デンベルの担当官が口を開く「貴国は魔王の国に対して何とも思わないのか?」
「一部戦闘になりましたが、わが国は魔王の国との国交締結を望んでおります」
「それはこの星の全人類を敵に回すことになるぞ!」
「我々は戦争を望みません。もし我が国に危害を加えるのであれば、たとえ同族の国であっても容赦はしません」
日本の担当官はそう言って一旦会議は終了したのである。
ある会議室
ここには4大国家の担当官が集まっていた
アシニア王国の担当官が口を開く「ニホン国の軍艦を見ましたが異質な形をしていた。しかも帆を使わずに航行するのだ。油断してはならない」
ロカタリ教国の者が言う「私はニホンの意見を尊重すべきだと思います。魔王軍が我々を攻めるのならばニホンを制圧してからでしょう。そうすれば共闘することができる」
「ニホンが寝返ることはないのか?」
「ニホンには憲法で戦争ができないようになっているので寝返ることはないと思いますし、我々を攻撃しないと宣言していますから問題ないでしょう」
「しかしな・・・」
4大国家の中では日本側のアシニア、ロカタリと反対派?のデンベル、オーベルゲンに分かれた。
魔王リスカラは船団が撤退し逃げて帰ってきたという事に大激怒する
「なんでなのよ!」
「ヒッ!お許しください魔王様。突如海上に要塞が現れたんです!向かっていった司令官も戦死しました」
「もういい!私が直接行く!」
魔王リスカラは船団を率いて再び向かう。
「魔王様。遭遇したのはここらへんでございます」
「よろしい」
リスカラは浮遊を開始する
護衛艦あたご
ピピピピピピ・・・
艦内にアラームが響き渡る
「艦長、未確認飛行物体を検知」
「まだ攻撃はするな。
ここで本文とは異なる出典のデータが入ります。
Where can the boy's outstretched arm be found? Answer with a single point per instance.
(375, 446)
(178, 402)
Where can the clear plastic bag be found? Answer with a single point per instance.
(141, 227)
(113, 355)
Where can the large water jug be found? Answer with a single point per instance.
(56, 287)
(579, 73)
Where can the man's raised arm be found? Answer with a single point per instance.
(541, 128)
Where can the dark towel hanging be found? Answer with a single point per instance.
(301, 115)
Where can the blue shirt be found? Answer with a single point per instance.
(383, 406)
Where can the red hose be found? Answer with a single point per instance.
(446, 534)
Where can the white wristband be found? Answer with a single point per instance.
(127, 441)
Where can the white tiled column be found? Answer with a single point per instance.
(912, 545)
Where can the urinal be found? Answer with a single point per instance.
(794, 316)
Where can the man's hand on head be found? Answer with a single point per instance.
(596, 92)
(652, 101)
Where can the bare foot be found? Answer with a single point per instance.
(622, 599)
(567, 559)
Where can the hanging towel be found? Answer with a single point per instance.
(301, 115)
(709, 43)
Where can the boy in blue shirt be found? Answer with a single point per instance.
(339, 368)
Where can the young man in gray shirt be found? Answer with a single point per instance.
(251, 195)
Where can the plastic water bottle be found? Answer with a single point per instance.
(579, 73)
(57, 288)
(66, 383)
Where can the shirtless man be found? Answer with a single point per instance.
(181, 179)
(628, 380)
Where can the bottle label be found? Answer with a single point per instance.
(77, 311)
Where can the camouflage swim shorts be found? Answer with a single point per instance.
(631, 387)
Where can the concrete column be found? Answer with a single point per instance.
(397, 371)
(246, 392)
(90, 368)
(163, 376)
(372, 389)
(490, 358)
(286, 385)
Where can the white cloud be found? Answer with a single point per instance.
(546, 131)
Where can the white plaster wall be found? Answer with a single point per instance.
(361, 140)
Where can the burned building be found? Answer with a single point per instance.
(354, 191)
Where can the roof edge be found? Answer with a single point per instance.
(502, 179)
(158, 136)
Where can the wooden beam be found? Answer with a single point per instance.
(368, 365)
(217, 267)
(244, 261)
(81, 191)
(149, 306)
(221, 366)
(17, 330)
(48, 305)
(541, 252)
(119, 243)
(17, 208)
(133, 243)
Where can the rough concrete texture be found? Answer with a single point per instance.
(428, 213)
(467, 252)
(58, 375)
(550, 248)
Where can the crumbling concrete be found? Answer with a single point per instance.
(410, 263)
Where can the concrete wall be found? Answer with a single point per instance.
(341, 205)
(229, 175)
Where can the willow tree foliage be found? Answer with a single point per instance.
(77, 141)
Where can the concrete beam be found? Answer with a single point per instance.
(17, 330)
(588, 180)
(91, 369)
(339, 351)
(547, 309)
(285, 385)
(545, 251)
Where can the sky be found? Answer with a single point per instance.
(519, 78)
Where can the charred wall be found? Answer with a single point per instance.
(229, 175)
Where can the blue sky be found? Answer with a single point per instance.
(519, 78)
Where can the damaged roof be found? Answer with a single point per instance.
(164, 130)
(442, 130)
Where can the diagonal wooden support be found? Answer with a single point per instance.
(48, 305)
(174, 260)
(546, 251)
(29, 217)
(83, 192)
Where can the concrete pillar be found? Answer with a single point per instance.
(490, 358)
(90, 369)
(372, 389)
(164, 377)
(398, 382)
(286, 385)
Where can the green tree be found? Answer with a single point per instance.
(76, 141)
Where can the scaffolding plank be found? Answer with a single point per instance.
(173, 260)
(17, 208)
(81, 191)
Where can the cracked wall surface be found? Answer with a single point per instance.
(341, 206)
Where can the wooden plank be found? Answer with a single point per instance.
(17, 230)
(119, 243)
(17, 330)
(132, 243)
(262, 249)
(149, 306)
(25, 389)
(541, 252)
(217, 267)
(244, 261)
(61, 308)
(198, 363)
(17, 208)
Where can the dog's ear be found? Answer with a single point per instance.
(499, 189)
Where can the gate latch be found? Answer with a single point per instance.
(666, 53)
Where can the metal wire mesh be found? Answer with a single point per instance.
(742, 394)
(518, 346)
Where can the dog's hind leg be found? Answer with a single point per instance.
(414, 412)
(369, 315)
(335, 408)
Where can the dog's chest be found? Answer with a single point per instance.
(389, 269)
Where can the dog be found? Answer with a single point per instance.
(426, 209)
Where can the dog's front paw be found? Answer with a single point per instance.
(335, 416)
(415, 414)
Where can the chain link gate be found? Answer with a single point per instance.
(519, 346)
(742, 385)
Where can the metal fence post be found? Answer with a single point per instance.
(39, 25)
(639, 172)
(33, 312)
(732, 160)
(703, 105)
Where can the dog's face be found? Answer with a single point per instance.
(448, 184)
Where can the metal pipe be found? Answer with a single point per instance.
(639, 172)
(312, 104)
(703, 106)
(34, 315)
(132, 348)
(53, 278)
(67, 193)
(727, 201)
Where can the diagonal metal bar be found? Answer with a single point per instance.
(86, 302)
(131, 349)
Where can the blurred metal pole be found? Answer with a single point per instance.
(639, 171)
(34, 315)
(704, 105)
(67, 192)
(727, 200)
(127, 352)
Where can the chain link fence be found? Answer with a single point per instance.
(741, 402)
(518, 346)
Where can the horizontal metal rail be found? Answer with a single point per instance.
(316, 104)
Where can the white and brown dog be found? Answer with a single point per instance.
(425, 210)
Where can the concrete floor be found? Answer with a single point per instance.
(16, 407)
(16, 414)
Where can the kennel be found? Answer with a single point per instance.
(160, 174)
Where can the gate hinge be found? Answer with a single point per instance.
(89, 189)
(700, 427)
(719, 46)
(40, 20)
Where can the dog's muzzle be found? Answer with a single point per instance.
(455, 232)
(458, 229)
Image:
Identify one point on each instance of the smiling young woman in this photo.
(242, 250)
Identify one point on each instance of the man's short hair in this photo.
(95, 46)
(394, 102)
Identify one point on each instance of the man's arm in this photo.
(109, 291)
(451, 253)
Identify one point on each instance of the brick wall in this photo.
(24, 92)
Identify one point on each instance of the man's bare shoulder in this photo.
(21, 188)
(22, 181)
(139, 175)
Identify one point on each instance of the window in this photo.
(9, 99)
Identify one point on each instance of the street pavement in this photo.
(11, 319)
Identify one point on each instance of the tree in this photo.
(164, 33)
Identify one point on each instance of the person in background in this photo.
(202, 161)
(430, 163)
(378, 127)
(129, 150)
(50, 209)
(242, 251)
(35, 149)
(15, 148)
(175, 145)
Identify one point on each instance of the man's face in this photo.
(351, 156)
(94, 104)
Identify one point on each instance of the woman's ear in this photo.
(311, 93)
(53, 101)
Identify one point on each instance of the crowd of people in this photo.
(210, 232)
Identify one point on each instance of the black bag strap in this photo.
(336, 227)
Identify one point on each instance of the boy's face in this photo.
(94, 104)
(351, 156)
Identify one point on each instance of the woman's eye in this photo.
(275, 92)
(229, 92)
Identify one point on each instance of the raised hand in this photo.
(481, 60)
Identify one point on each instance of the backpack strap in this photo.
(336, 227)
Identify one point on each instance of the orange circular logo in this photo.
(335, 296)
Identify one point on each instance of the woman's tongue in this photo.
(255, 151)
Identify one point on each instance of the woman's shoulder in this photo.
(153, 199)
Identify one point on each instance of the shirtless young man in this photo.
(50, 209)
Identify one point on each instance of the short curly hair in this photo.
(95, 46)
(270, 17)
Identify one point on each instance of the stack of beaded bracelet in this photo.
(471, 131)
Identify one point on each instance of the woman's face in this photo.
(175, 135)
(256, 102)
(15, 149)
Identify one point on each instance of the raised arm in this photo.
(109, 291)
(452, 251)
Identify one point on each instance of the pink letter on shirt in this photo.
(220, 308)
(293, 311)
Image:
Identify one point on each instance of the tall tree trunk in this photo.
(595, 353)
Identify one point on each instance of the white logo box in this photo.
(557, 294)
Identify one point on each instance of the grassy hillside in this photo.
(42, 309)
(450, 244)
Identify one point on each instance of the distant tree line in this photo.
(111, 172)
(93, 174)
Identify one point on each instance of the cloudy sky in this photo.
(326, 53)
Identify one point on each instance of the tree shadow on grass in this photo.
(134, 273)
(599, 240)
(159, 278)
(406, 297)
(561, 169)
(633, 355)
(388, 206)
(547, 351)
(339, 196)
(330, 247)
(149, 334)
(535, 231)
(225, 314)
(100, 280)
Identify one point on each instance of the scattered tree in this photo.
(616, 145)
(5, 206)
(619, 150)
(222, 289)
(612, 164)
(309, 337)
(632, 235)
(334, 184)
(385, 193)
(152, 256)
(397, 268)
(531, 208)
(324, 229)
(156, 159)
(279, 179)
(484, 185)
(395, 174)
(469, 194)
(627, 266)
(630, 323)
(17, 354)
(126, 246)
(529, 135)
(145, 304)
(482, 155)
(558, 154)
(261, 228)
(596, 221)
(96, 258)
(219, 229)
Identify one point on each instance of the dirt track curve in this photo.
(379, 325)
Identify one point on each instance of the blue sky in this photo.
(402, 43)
心の準備をしておけ」
リスカラは空中を浮遊しそれらしきものを探す
前に進んでいくと
「ふふっ、あれか」
リスカラの人差し指に真っ黒な球体が生成される
そしてそれを護衛艦ひゅうがに向かってはじく
ビービービー
「飛行物体から何かが飛んできます!」
「総員戦闘準備!」
護衛艦あたご含むすべての戦闘艦が反応する。
「主砲発射。CIWSは射程内に入って発射を許可する」
護衛艦隊に弾幕が形成される
「なっ!」
リスカラは突如目の前に形成された弾幕に驚く。
そして発射した球体は護衛艦に到達する前に爆散してしまう
「護衛艦あたご、対空目標をロック、SM-2発射」
「SM-2発射!」
VLSからSM-2ミサイルが発射される
「そんな攻撃が当たるわけないでしょ」
リスカラは余裕の表情でそれを避けようとする
「なっ、ついてくる!」
ミサイルはリスカラについてくるのだ。直ぐに魔力を形成し、追撃する。